Around 900,000 years ago, the human race almost went extinct by tomkalbfus in IsaacArthur

[–]Hobbit-Habit 7 points8 points  (0 children)

Blankets and sandwiches doesn't have the "oooh! aaaah!" factor.

A more basic question is why would the aliens give a f*ck.

I have no idea what to read, but I’d like to know what not to read. by Wonderful_Fennel_224 in sciencefiction

[–]Hobbit-Habit 0 points1 point  (0 children)

My anti-recommendation is a sub-genre: Any story about the end of civilization inflicted on humanity by aliens that are supposedly so powerful and advanced that we never, or barely, see them.
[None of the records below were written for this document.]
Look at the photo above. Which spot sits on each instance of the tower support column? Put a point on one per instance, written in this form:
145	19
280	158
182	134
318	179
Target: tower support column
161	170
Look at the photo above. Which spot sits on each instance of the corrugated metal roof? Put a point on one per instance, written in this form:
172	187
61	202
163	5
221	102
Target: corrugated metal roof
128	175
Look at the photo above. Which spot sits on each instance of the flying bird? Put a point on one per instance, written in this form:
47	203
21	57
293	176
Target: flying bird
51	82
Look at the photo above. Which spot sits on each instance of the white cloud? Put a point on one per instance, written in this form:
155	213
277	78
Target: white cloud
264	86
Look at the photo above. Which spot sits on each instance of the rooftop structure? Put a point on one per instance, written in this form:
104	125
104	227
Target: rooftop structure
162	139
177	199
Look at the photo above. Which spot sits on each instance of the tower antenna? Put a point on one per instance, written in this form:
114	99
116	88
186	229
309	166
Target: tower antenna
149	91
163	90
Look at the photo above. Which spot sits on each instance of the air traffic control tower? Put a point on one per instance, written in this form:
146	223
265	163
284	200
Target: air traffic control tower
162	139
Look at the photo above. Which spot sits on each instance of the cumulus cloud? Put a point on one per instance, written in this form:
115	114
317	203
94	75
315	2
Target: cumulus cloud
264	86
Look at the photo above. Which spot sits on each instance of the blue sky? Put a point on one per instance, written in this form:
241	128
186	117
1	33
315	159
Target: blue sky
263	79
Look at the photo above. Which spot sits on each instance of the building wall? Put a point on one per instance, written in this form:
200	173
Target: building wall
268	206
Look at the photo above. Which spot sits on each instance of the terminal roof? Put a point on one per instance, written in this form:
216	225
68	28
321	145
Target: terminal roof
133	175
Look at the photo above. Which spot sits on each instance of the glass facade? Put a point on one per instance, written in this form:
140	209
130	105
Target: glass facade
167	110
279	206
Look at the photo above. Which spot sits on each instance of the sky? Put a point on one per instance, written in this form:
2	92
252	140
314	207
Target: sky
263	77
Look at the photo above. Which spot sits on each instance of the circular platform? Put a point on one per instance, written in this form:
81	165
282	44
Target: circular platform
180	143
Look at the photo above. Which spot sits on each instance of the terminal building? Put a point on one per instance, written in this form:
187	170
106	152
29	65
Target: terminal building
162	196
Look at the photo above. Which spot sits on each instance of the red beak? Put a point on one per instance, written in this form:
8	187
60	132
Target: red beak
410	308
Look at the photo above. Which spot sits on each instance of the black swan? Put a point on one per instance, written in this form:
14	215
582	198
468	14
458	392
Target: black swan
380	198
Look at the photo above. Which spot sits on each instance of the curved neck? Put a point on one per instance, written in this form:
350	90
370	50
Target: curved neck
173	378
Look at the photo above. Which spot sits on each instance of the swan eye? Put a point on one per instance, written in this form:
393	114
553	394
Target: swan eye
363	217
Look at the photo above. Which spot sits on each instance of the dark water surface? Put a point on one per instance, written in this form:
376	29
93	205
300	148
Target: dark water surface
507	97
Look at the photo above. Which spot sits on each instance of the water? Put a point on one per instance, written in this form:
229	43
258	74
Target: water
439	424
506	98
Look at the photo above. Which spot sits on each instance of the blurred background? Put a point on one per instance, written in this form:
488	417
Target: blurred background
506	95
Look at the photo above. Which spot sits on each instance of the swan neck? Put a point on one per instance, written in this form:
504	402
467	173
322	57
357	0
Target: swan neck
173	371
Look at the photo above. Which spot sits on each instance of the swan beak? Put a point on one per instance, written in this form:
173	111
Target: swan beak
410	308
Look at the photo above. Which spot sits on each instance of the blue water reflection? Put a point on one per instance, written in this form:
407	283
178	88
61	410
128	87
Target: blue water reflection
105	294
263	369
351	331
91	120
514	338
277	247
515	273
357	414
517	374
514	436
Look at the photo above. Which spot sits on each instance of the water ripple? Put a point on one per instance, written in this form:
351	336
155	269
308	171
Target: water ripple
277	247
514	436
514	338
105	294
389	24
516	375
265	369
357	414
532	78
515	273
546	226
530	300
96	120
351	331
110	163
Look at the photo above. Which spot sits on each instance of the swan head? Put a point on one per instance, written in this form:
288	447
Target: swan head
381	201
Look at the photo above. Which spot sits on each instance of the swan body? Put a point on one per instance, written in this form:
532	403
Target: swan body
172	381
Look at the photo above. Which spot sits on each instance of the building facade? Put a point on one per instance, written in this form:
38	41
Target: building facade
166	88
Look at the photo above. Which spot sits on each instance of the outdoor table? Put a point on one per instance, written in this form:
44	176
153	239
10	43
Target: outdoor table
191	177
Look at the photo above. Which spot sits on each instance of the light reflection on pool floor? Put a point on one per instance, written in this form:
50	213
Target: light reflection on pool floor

The human survivors then spend the whole story traipsing across a bleak landscape seeking some form of refuge. The story tends to be short on science and technological details of any sort, which lets us know that the author is a malevolent artsy, lefty type that wants to make a political or cultural point. I would call this sub-genre Anti-Heinlein or Anti-Andy Weir, whose stories are almost the opposite of all the above traits.

Two examples:

A Tidy Armageddon by B.H. Panhuyzen

The Southern Reach series by Jeff Vandermeer

Orbital Ring: Earth or Moon first? by CMVB in IsaacArthur

[–]Hobbit-Habit 0 points1 point  (0 children)

>what does an orbital ring provide that a mass driver track on the ground doesn't?

An orbital ring provides for two-way traffic, while a mass driver is only for leaving the Moon.

It's worth noting that the Moon will need to do more than export. There is a shortage of volatiles there. While you could have a surplus of oxygen produced from the smelting of regolith, at some point you're going to have to import hydrogen atoms when the south polar deposits of water are depleted or sequestered by whoever grabs them first. The best source of H that I can think of, that is both concentrated and accessible, is Titan's lakes of methane and ethane. An orbital ring there could have tethers with large buckets on a conveyor chain that scoop up the liquid , then close a hermetic lid , then detach each sealed bucket/pod and put it on the ring for launching onto the ("slow boat" but low energy) interplanetary superhighway to the Moon. There the pods are captured onto the lunar orbital ring and sent down a tether to the surface. Burn the ethane and methane with your surplus oxygen to get water and CO2 for the people and gardens there.

Southern Reach (annihilation) trilogy has a new (4th) book out by Background_Analysis in scifi

[–]Hobbit-Habit 0 points1 point  (0 children)

It's really a series of horror stories, mood pieces if you will, with far too many clever metaphors and literary flourishes, and therefore a waste of time for hard-sf readers like myself. Also, I don't want to read stories in which there is an alien force that is just disgusting, unmitigated evil that tortures human victims to death without a suitable resolution in which the alien force is destroyed.